# tomb kings broken?



## Dialgar (Sep 7, 2008)

when i first started fantasy i was thinking of tomb kings. my local GW let me use theirs for a few games. no matter what combo i used i could not win. once me and the other person swaped the tombkings still lost (there was a few armies we tried) there were a few ideas from the staff - one of which TK are his main army but they still did not win. 5 ames and 7 hours later, the tk had not one one match.


----------



## Hudson (Jun 3, 2008)

i've been collecting off and on for over 10 years and when i came back to fantasy after a long break i started an empire army and lost every game, i have every unit and still lost 

i've only just started winning games unfortunately mate it's very rarely the armies fault for loosing battles it's a very hard game (arguably the hardest GW produces) and it takes practice to learn the intricasies of an army - far longer than 7 hours

stick with TK if thats the army you like and eventually you'l work out their strengths


----------



## Lord Sinkoran (Dec 23, 2006)

Dialgar said:


> when i first started fantasy i was thinking of tomb kings. my local GW let me use theirs for a few games. no matter what combo i used i could not win. once me and the other person swaped the tombkings still lost (there was a few armies we tried) there were a few ideas from the staff - one of which TK are his main army but they still did not win. 5 ames and 7 hours later, the tk had not one one match.

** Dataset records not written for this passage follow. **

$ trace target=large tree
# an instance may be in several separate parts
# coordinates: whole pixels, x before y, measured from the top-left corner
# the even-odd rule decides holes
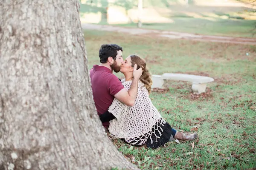
[[[96,113],[79,11],[0,1],[0,170],[136,168]]]

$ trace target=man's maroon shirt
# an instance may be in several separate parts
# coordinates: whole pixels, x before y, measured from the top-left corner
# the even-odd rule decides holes
[[[124,88],[117,77],[108,68],[94,65],[90,71],[93,100],[98,114],[101,115],[108,110],[115,97],[114,96]],[[109,122],[102,123],[108,128]]]

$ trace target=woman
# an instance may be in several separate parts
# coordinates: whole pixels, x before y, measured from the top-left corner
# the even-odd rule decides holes
[[[196,138],[196,133],[185,135],[172,128],[153,105],[149,96],[152,85],[150,74],[145,61],[137,55],[128,57],[122,63],[120,71],[125,79],[121,82],[125,88],[128,91],[131,87],[135,64],[136,69],[142,68],[143,72],[134,106],[129,107],[115,99],[108,111],[100,116],[102,122],[112,120],[108,128],[110,133],[131,144],[146,144],[153,148],[163,146],[174,138],[183,141]]]

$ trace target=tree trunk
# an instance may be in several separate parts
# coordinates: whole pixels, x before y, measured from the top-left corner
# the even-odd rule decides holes
[[[0,1],[0,170],[136,169],[96,114],[78,0]]]

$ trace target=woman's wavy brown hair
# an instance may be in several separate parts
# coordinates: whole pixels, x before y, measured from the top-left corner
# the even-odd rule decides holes
[[[142,59],[136,55],[131,55],[130,56],[131,60],[131,66],[134,67],[134,65],[137,65],[137,69],[140,68],[143,68],[143,73],[140,78],[140,81],[144,83],[147,90],[148,91],[148,94],[151,92],[151,85],[152,85],[152,79],[151,79],[151,75],[146,67],[146,63],[145,60]]]

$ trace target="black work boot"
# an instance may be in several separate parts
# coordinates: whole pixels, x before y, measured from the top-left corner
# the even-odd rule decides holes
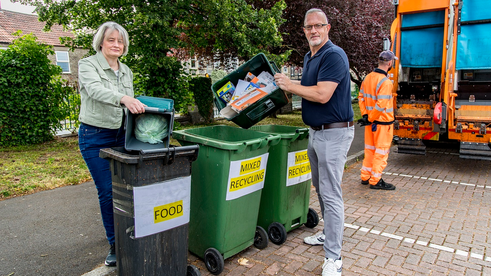
[[[108,252],[108,256],[106,258],[106,261],[104,264],[109,266],[116,266],[116,246],[114,243],[111,245],[109,248],[109,252]]]
[[[377,189],[377,190],[395,190],[395,186],[392,185],[392,184],[389,184],[388,183],[386,183],[385,181],[382,178],[378,180],[378,182],[375,185],[370,185],[370,189]]]

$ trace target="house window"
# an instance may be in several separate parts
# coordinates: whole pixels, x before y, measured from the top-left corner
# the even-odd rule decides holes
[[[198,67],[198,62],[196,61],[196,56],[191,58],[191,69],[196,69]]]
[[[68,59],[68,52],[56,51],[56,65],[61,67],[62,73],[70,72],[70,60]]]

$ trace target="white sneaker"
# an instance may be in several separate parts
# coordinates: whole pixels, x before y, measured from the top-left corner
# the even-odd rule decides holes
[[[306,237],[303,238],[303,242],[311,245],[322,245],[324,244],[325,235],[320,231],[313,236]]]
[[[341,276],[342,269],[343,261],[341,259],[334,260],[331,258],[324,258],[322,276]]]

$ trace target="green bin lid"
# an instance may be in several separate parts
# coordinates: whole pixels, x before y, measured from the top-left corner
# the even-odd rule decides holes
[[[146,105],[149,107],[165,109],[168,112],[172,112],[173,109],[174,108],[173,100],[148,96],[138,96],[136,99],[142,104]]]

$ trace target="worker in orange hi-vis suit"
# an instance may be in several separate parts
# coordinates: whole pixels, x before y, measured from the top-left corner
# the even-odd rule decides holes
[[[372,189],[395,190],[395,186],[382,179],[393,134],[394,105],[392,83],[387,77],[397,57],[390,51],[379,55],[378,67],[362,82],[358,103],[365,126],[365,158],[361,167],[361,183]]]

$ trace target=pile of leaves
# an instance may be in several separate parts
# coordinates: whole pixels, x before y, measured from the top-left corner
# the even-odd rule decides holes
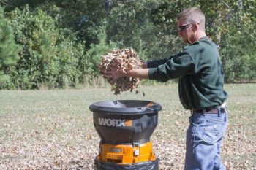
[[[99,72],[103,74],[104,72],[110,71],[111,68],[117,68],[118,70],[126,73],[129,70],[142,69],[142,66],[143,62],[133,49],[113,50],[108,55],[102,55],[99,63]],[[115,91],[115,94],[120,94],[121,91],[132,91],[140,82],[138,78],[128,77],[118,80],[104,77],[112,85],[111,90]]]

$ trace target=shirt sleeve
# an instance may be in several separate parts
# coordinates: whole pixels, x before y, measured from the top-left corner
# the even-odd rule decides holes
[[[194,61],[190,55],[184,51],[170,58],[165,63],[156,68],[150,68],[148,78],[159,82],[181,77],[195,72]]]
[[[148,69],[157,68],[159,65],[164,64],[165,63],[166,63],[166,61],[167,61],[168,60],[170,60],[170,58],[172,58],[173,57],[174,57],[174,55],[172,55],[169,58],[158,59],[158,60],[154,60],[151,61],[147,61],[147,68]]]

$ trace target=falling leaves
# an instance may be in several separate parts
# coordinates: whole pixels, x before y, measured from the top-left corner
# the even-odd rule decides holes
[[[118,68],[125,73],[129,70],[142,69],[142,62],[133,49],[114,50],[102,57],[99,72],[102,74],[105,71],[110,70],[111,67]],[[140,79],[133,77],[125,77],[116,80],[105,78],[112,85],[111,90],[114,91],[115,94],[120,94],[121,91],[132,91],[140,82]]]

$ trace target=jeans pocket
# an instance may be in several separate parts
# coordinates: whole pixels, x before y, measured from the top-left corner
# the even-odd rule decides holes
[[[209,144],[214,144],[222,137],[224,129],[224,120],[207,119],[202,134],[202,140]]]

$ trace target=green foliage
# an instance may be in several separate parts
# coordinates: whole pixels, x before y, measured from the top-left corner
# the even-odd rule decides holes
[[[10,85],[10,67],[19,59],[20,47],[14,39],[12,29],[0,6],[0,88]]]
[[[15,9],[10,13],[16,41],[23,46],[20,60],[12,72],[15,87],[21,89],[75,86],[77,70],[84,53],[70,31],[58,28],[56,18],[41,9]]]
[[[106,42],[105,26],[99,28],[98,31],[98,44],[91,44],[84,58],[82,58],[79,63],[79,69],[82,71],[83,82],[91,82],[91,78],[99,75],[99,65],[101,56],[106,55],[110,50],[118,49],[116,43]]]
[[[239,1],[113,0],[107,14],[104,1],[4,1],[9,22],[1,9],[0,88],[91,83],[101,55],[113,48],[134,48],[143,60],[168,57],[184,46],[177,14],[193,6],[206,13],[206,34],[219,47],[225,80],[254,80],[256,2]]]

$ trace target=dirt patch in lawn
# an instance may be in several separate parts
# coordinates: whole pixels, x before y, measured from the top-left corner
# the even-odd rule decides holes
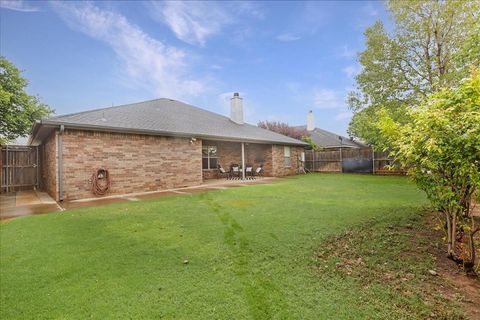
[[[323,242],[315,271],[324,281],[351,278],[372,300],[385,298],[381,287],[407,318],[480,319],[480,280],[446,257],[439,223],[430,212],[372,220]]]

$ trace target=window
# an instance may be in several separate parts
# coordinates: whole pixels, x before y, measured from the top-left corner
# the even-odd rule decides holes
[[[290,147],[283,147],[283,164],[285,167],[290,167],[292,165],[290,158]]]
[[[202,147],[202,169],[217,169],[217,147]]]

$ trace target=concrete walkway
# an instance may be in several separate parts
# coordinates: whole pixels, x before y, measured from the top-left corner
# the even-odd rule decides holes
[[[28,190],[0,195],[0,220],[62,210],[45,192]]]
[[[223,190],[252,184],[267,184],[278,180],[279,178],[273,177],[264,177],[256,180],[212,179],[206,180],[201,185],[194,187],[63,201],[61,203],[55,202],[55,200],[45,192],[35,190],[19,191],[0,195],[0,220],[34,214],[58,212],[66,209],[101,206],[111,203],[158,199],[166,196],[185,196],[199,192]]]

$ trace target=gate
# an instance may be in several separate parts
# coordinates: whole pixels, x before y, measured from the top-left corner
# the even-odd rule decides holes
[[[347,149],[342,150],[342,172],[347,173],[372,173],[372,149]]]
[[[2,146],[0,192],[39,187],[38,147]]]
[[[305,151],[305,168],[309,171],[405,174],[401,168],[391,170],[392,164],[395,164],[395,159],[388,151],[373,151],[371,148]]]

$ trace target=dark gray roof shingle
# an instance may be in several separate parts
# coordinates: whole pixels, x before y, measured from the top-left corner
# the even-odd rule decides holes
[[[298,126],[297,128],[306,130],[306,126]],[[312,131],[308,131],[312,141],[319,147],[322,148],[365,148],[368,147],[366,144],[359,141],[351,140],[350,138],[338,135],[336,133],[315,128]],[[341,138],[341,139],[340,139]]]
[[[46,125],[306,145],[304,142],[171,99],[156,99],[51,117]]]

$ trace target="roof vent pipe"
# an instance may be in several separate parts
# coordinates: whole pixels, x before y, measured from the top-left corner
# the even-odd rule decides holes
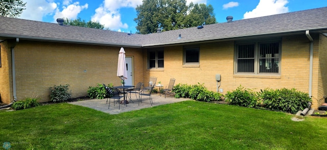
[[[229,23],[233,22],[233,16],[229,16],[226,17],[226,19],[227,20],[227,22]]]
[[[62,18],[58,18],[57,19],[57,22],[58,22],[58,24],[60,25],[63,25],[63,19]]]
[[[177,38],[177,39],[180,39],[182,38],[182,35],[181,34],[179,34],[178,35],[178,38]]]

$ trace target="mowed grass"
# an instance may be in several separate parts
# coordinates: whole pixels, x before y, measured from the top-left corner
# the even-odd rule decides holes
[[[117,115],[60,103],[0,111],[0,142],[12,149],[325,149],[327,118],[293,116],[193,101]]]

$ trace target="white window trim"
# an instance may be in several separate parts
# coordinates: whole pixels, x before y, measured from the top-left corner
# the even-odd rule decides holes
[[[186,63],[186,49],[198,49],[199,50],[199,60],[197,63]],[[183,48],[183,67],[199,67],[200,65],[200,46],[193,46],[184,47]]]
[[[155,68],[150,68],[150,55],[149,53],[150,52],[155,52]],[[158,67],[158,60],[159,59],[158,58],[158,51],[162,51],[164,52],[164,59],[160,59],[164,60],[164,67]],[[147,51],[148,58],[147,59],[147,64],[148,64],[148,70],[163,70],[165,68],[165,51],[164,49],[148,49]]]
[[[270,73],[270,72],[263,72],[259,73],[259,58],[260,58],[260,44],[263,43],[279,43],[279,51],[278,51],[278,59],[279,59],[279,67],[278,73]],[[252,72],[237,72],[237,61],[238,56],[238,46],[240,45],[247,45],[247,44],[254,44],[254,70]],[[235,57],[234,57],[234,72],[235,75],[264,75],[264,76],[280,76],[281,75],[281,68],[282,68],[282,40],[265,40],[265,41],[258,41],[255,42],[237,42],[235,44]]]

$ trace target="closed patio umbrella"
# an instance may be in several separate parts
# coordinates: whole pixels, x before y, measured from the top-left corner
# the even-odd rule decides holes
[[[125,50],[124,48],[121,47],[118,54],[118,66],[117,68],[117,76],[120,77],[123,81],[125,79],[127,79],[127,69],[126,68],[126,61],[125,59]],[[124,85],[125,81],[124,81],[123,85]]]

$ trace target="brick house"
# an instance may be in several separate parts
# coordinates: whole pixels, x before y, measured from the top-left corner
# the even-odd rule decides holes
[[[69,84],[73,97],[97,83],[120,84],[118,52],[131,60],[131,84],[204,83],[220,92],[294,87],[317,109],[327,96],[327,7],[148,35],[0,17],[1,101]]]

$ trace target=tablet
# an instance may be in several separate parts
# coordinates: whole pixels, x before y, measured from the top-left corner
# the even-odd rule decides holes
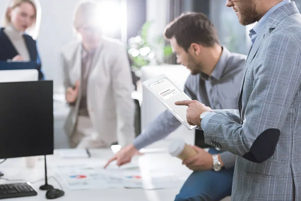
[[[175,105],[176,101],[191,99],[180,90],[165,74],[149,79],[144,81],[142,84],[186,128],[192,130],[196,127],[191,126],[187,123],[186,110],[188,107]]]

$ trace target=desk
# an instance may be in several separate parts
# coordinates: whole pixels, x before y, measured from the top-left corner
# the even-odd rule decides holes
[[[65,192],[64,196],[55,200],[61,201],[167,201],[173,200],[176,195],[179,192],[181,185],[178,187],[170,189],[154,190],[144,190],[141,189],[110,188],[97,189],[85,190],[72,190],[65,184],[64,181],[54,171],[54,167],[58,164],[73,164],[79,163],[89,163],[97,162],[99,164],[104,164],[107,159],[113,155],[109,149],[97,149],[91,150],[91,158],[70,159],[62,159],[58,155],[57,150],[55,150],[54,155],[47,156],[48,176],[55,176],[62,185]],[[167,153],[146,153],[138,157],[139,166],[147,165],[168,168],[171,171],[179,173],[179,177],[185,180],[192,172],[191,170],[182,165],[180,159],[170,156]],[[44,169],[43,157],[39,157],[34,168],[26,168],[23,158],[9,159],[0,165],[0,169],[5,174],[4,177],[10,179],[25,179],[34,181],[44,178]],[[136,158],[134,159],[137,159]],[[141,167],[143,168],[143,167]],[[0,183],[8,182],[0,179]],[[55,188],[59,188],[56,182],[51,178],[48,183]],[[32,197],[22,197],[12,199],[11,200],[18,201],[41,201],[47,200],[45,197],[46,192],[40,190],[39,187],[44,184],[41,181],[33,184],[35,189],[38,192],[38,195]],[[11,200],[11,199],[10,199]]]

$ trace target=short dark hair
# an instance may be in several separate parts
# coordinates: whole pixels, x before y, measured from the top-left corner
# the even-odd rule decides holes
[[[201,13],[182,14],[166,26],[164,35],[168,40],[174,37],[179,45],[186,52],[193,43],[206,47],[219,44],[214,25]]]

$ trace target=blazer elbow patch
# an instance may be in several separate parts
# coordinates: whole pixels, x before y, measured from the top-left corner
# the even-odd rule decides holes
[[[261,133],[254,141],[250,151],[243,157],[255,163],[261,163],[274,154],[279,140],[280,130],[269,129]]]

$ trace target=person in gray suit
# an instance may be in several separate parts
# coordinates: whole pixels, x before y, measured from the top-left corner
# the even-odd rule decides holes
[[[213,107],[237,109],[246,56],[230,53],[222,47],[214,26],[202,13],[182,15],[167,26],[164,35],[177,55],[178,63],[191,71],[185,83],[185,92],[192,99]],[[167,137],[181,125],[166,111],[106,166],[114,160],[118,165],[129,162],[138,150]],[[183,163],[194,171],[175,200],[218,201],[231,195],[236,156],[214,148],[207,152],[198,147],[193,147],[198,154]]]
[[[233,200],[301,200],[301,15],[289,0],[227,0],[240,23],[258,21],[238,110],[197,100],[187,121],[205,142],[236,155]]]

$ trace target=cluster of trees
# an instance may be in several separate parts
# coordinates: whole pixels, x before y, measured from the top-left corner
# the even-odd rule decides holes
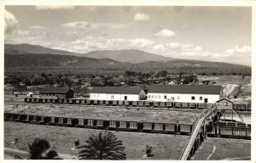
[[[125,148],[123,142],[118,140],[111,132],[101,132],[91,134],[84,140],[85,144],[77,146],[79,160],[125,160]],[[45,139],[35,138],[28,144],[29,160],[61,160],[58,152],[52,149]],[[15,155],[15,159],[22,159]]]

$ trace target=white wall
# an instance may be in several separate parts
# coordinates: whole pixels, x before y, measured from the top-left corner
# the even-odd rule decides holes
[[[113,98],[111,97],[113,96]],[[138,94],[110,94],[110,93],[91,93],[90,94],[90,99],[98,100],[125,100],[125,96],[127,96],[127,100],[137,101],[139,100]]]
[[[152,98],[154,96],[154,98]],[[166,98],[165,98],[166,96]],[[192,96],[195,100],[192,100]],[[200,99],[200,97],[202,99]],[[172,100],[172,98],[174,98]],[[176,93],[148,93],[148,101],[161,101],[161,102],[181,102],[181,103],[204,103],[205,98],[208,98],[208,103],[213,104],[220,98],[218,94],[176,94]]]

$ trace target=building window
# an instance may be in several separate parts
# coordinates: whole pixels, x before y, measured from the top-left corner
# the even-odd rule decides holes
[[[112,96],[111,96],[111,99],[113,99],[113,98],[114,98],[114,96],[112,95]]]

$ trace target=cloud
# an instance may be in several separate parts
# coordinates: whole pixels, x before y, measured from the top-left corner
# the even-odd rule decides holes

I've never lost with my TK army. What did you use?


----------



## Snorri O'dubhda (May 14, 2008)

All warhammer armies play very differently to each other and each have a range bf strengths and weaknesses as well as little intricacies that can make the army either work or fail. In other words what ever army you play needs practice and more importantly passion. 
Its going to take time to figure out how the army plays, how you prefer to use them and how to use the army in the best way to exploit other armies weaknesses. When I first started I also couldn't win a game, and even now 13 years in the hobby I still get my fair share of embarrassing defeats.
So if tome kings are your army of choice and you like the look and feel of them then keep at it. practice makes perfect and in time you will get some wins under your belt. However if your losing patience with them maybe they are not the army for you.
But if you go for another army you are likely to experience the same run of loses until you learn the feel of the army.
Good luck with warhammer its a complicated but it has great rewards with patience.


----------